Wojna z Meksykiem była kuźnią późniejszych dowódców wojny secesyjnej, tacy specjaliści od rzezi jak Lee, Grant, Jackson i wielu innych stawało później w bratobójczych zmaganiach, ale była to kuźnia zdradziecka. Wojna z Meksykiem była prowadzona w sposób przypominający wojny napoleońskie, żołnierze USA posługiwali się gładkolufowymi muszkietami Springfield 1842, zaś Meksykanie często korzystali z muszkietów powoli odchodzących do lamusa, a pamiętających Napoleona, charakteryzowała się dużą ilością wartościowych, przełamujących szarż na białą broń. Efektywna odległość strzału wynosiła 50-75 jardów (45-70 m). Ponadto Meksykanom brakowało często motywacji - oficerowie byli niekompetentni, a żołnierze rekrutujący się głównie z ubogiego chłopstwa - nieopłacani i źle wyszkoleni, o niskim morale. Wojna secesyjna była zupełnie inna, przeciwnicy nie mogli narzekać na brak motywacji, była to wojna społeczeństw i obywateli, w której kulom się nie kłaniano, ale kluczowa była technika wojskowa - wprowadzenie gwintowanych karabinów zmieniło oblicze pola walki - długość efektywnego strzału wydłużyła się czterokrotnie, co dawało cztery razy więcej okazji, by oddać salwę do szarżującego przeciwnika, stąd bagnet był używany efektywnie znacznie rzadziej.
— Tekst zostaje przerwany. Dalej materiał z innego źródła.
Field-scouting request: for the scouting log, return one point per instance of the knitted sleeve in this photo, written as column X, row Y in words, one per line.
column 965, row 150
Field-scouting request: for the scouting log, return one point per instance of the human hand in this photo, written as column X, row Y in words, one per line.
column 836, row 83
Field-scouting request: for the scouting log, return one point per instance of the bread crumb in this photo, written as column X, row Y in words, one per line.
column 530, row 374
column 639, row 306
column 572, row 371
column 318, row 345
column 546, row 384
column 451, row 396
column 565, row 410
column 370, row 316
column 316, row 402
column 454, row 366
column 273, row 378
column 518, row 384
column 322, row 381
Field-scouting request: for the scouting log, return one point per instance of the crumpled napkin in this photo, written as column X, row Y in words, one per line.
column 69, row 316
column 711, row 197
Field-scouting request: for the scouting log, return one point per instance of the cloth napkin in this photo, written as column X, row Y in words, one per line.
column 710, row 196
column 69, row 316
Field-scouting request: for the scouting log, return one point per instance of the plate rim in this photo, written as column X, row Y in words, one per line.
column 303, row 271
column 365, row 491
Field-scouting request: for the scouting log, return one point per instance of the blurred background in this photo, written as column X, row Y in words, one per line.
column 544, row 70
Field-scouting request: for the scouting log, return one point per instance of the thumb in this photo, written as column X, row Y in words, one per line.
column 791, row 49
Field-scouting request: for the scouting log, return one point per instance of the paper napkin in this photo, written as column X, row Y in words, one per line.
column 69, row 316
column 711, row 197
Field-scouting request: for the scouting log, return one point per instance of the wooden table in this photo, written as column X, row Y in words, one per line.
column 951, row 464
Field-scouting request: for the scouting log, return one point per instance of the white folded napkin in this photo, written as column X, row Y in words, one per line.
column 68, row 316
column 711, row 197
Taktyka nie zdążyła za techniką i mimo postępu w środkach prowadzenia wojny nadal wychodzono z napoleońskich założeń, co powodowało ogromne straty wśród walczących stron. Bywali dowódcy, którzy nie przyswoili sobie tragicznych lekcji rozlicznych starć wojny i do samego jej końca preferowali frontalne ataki na umocnionego przeciwnika, co kończyło się rzezią (np. John B. Hood pod Franklin albo nawet Robert E. Lee wydawszy rozkaz będący przyczynkiem do fatalnej w skutkach "szarży Picketta" pod Gettysburgiem).
↑ Muszkiet gładkolufowy Springfield 1842, podstawowa broń USA podczas wojny z Meksykiem i na początku wojny domowej (źródło: Wikipedia)
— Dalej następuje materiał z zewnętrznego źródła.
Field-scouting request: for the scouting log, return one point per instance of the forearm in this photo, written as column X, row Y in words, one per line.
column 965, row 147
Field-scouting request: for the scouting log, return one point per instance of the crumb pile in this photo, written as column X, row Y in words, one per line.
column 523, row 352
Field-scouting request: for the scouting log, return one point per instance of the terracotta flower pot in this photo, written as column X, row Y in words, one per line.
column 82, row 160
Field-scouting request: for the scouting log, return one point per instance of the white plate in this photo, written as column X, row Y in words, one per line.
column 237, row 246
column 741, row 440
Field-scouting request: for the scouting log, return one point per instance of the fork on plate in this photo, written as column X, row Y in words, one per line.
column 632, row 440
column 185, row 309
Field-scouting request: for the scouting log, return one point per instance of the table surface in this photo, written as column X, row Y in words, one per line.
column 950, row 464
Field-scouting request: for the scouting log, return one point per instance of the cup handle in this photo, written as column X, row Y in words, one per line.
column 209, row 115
Po co świat skoro jest Francja
Jak już zostało wspomniane w 1851 roku Kearny zrezygnował ze służby w armii, głównie z powodu powolnej ścieżki awansu, ale też braku adrenaliny, którą dawało mu szarżowanie na wroga z szablą wzniesioną nad głową i uzdą w zębach. Jednak również zawód miłosny miał swój udział w tej decyzji, a był to jeden z gorzkich zawodów, bowiem zamanifestował się już po ślubie. Kearny udał się w podróż dookoła świata, zwiedzając takie miejsca jak Cejlon czy Chiny, ale najdłużej zabawił w znajomym Paryżu, gdzie poznał Agnes Maxwell, za sprawą której strzała amora przeszyła serce gorącokrwistego Amerykanina. Był jednak pewien problem, bowiem była żona ani myślała udzielić mu rozwodu, przez co para musiała wyprowadzić się z Nowego Jorku, gdzie osiedli po powrocie, by uniknąć społecznego ostracyzmu. Ostatecznie w 1858 roku zakochani mogli przypieczętować swoje uczucia wobec zakończenia spraw związanych z pierwszym małżeństwem nowojorczyka.
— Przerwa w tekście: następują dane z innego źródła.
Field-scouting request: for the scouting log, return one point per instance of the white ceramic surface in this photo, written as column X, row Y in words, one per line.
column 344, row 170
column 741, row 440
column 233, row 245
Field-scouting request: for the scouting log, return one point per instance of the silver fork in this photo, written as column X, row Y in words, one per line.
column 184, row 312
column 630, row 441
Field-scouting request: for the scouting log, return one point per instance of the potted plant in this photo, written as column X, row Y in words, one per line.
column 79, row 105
W 1859 roku Kearny powrócił do Francji i wziął udział w największej bitwie jaką widział w życiu - pod Solferino między wojskami Francji i Sardynii, a Austriakami. 260 tys. ludzi w niemal identycznej liczebności po obu stronach stanęło naprzeciw siebie w straszliwych zmaganiach, które pochłonęły ok. 40 tys. ludzi. Kearny znów miał szczęście do bycia w kluczowym punkcie bitwy - Chasseurs d'Afrique przeprowadzili szarżę na centrum austriackie, które się załamało i zaczęło odwrót - Kearny za odwagę wobec wroga został pierwszym Amerykaninem, który otrzymał najwyższe francuskie odznaczenie - Legię Honorową. Sława odważnego, jednorękiego Jankesa niosła się po Paryżu, kiedy w kwietniu 1861 wołanie armat zza oceanu przyciągnęło żądnego przygód wojskowego do ojczyzny.
"Jestem jednorękim skurczybykiem z Jersey, za mną!"
Jako rodowity nowojorczyk Kearny nie miał wielkich dylematów po której stornie się opowiedzieć w nadchodzącym konflikcie. Problemem była za to odmowa wojskowego przydziału w armii Unii ze względu na kalectwo, ale włodarze armii USA po upokarzającej porażce pod Bull Run szybko zorientowali się, że zaprawieni w bojach oficerowie to towar, którego nie ma na rynku zbyt wiele, mianowali zatem bohatera spod Solferino generałem-brygadierem i powierzyli szkolenie Pierwszej Brygady New Jersey, która stała się jedną z najlepszych jednostek Unii w całej wojnie.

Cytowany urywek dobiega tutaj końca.